Der Gott von Tarot
Inkarnation der babylonischen Hure, Epitheton für die römisch-katholische Kirche. Ein derartiger Gedanke war in Gegenwart der Oberpriesterin Mutter Maria, die absolut keusch lebte, einfach skandalös. Es sei denn, sie hatte ihn hergerufen, um ihn … Nein, das war unmöglich! Eine völlig unwürdige Vorstellung, für die er die Selbstkasteiung verdiente.
Die Karte war das Keulen-As, das Bild einer aus Wolken auftauchenden Hand mit einer Keule.
„Erstaunlich“, bemerkte die Oberin. „Das bedeutet den Beginn eines neuen, großen Abenteuers.“
Ein großes neues Abenteuer? Mit ihr? Er versuchte angestrengt, diese Gedanken zu unterdrücken, so teuflisch verlockend sie auch waren. In diesem Augenblick wünschte er sich, sie wäre achtzig Jahre alt und hätte eine riesige, behaarte Warze auf der Nase. Dann würden sich seine Gedanken schon fügen. „Nun, ich muß erklären …“
„Decken wir die zweite auf.“ Sie legte eine zweite Karte von oben ab. Jetzt war ihr schon wohler zumute; die Karten halfen ihr, ihre Gefühle auszudrücken. „Diese soll dich kreuzen“, sagte sie und legte die Karte seitlich über die erste.

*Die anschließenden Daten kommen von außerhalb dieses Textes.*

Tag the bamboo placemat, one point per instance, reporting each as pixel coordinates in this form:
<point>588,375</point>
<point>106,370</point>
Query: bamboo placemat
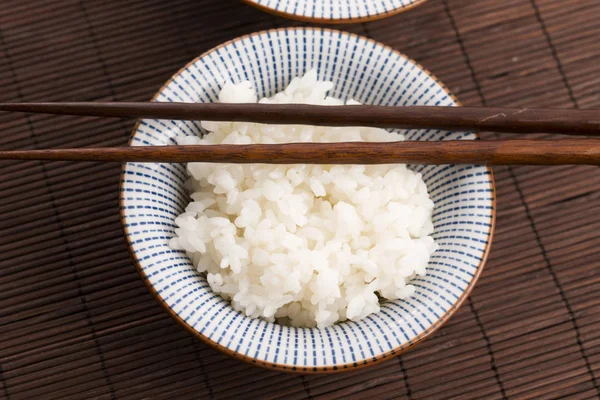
<point>76,320</point>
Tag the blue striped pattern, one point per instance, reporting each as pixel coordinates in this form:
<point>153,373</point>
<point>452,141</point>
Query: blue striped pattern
<point>336,10</point>
<point>153,194</point>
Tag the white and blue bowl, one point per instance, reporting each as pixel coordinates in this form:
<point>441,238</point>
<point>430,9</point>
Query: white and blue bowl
<point>152,195</point>
<point>335,11</point>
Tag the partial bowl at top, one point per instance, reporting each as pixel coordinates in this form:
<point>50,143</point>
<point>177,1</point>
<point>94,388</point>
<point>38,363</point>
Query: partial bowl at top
<point>152,195</point>
<point>334,11</point>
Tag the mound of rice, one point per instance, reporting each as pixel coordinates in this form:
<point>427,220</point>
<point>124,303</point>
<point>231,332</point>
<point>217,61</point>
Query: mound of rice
<point>304,245</point>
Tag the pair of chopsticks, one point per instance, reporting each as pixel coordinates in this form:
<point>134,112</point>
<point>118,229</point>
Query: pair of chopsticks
<point>492,152</point>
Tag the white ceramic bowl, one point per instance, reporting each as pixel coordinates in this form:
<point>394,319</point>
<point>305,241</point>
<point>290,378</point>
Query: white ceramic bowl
<point>152,195</point>
<point>335,11</point>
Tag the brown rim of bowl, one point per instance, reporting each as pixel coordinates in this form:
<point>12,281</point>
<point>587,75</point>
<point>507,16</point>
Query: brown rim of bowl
<point>329,369</point>
<point>357,20</point>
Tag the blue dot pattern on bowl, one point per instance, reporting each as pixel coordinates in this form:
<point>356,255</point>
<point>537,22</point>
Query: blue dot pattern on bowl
<point>153,194</point>
<point>336,10</point>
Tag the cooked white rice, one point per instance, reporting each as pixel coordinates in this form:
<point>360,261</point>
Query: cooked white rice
<point>305,245</point>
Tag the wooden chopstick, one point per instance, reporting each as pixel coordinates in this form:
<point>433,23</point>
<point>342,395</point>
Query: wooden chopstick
<point>510,120</point>
<point>492,152</point>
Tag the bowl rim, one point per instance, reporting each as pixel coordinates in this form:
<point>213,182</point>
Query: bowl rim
<point>285,367</point>
<point>303,18</point>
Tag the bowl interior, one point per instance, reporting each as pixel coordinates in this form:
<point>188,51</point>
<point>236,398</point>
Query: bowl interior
<point>335,10</point>
<point>152,195</point>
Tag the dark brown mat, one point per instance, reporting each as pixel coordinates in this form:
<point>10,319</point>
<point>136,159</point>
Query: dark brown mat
<point>77,322</point>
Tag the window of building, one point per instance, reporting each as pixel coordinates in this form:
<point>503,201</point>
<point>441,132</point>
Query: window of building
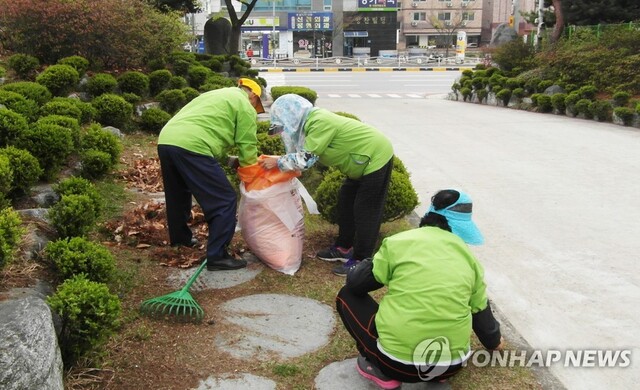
<point>417,16</point>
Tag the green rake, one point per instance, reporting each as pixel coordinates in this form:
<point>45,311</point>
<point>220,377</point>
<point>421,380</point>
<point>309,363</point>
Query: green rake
<point>179,304</point>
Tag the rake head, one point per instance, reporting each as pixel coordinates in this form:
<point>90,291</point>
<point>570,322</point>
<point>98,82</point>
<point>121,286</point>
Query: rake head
<point>178,305</point>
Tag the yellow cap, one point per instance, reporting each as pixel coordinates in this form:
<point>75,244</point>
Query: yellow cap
<point>255,88</point>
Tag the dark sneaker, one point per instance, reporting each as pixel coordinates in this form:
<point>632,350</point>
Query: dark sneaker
<point>225,264</point>
<point>373,373</point>
<point>191,244</point>
<point>343,269</point>
<point>335,253</point>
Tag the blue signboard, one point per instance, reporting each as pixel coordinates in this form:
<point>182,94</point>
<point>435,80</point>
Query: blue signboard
<point>310,21</point>
<point>377,5</point>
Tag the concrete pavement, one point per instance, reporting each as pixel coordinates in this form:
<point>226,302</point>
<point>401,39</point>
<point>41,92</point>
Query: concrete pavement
<point>557,200</point>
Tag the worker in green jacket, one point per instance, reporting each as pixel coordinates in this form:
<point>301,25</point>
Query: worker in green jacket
<point>187,146</point>
<point>358,150</point>
<point>420,330</point>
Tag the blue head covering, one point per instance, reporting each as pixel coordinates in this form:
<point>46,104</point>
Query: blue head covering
<point>459,218</point>
<point>290,112</point>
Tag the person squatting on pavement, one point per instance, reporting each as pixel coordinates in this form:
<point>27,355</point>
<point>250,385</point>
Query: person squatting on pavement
<point>436,295</point>
<point>358,150</point>
<point>187,144</point>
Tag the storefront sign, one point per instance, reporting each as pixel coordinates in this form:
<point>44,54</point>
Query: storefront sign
<point>377,5</point>
<point>311,21</point>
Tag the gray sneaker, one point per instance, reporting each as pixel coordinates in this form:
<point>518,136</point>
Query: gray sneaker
<point>335,253</point>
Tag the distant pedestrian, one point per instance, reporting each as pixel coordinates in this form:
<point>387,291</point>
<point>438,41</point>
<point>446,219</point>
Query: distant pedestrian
<point>420,330</point>
<point>358,150</point>
<point>187,147</point>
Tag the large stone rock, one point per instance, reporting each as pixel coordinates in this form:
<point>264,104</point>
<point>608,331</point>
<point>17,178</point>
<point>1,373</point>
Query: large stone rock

„Möge Gott Gnade mit mir haben“, dachte er inbrünstig.
Sie blickte verdutzt auf die zweite Karte. „Das Kelch-As!“
„Seht, ich …“ stammelte Bruder Paul.
Die Priesterin runzelte die Stirn. Sie gehörte zu den Frauen, die aufgeregt sogar noch süßer aussehen als vergnügt, wenn dies überhaupt noch möglich war. Stumm deckte sie die dritte Karte auf. Das Schwert-As. Dann die vierte: Münz-As. Bei jeder tauchte eine Hand aus Wolken auf und trug das entsprechende Symbol.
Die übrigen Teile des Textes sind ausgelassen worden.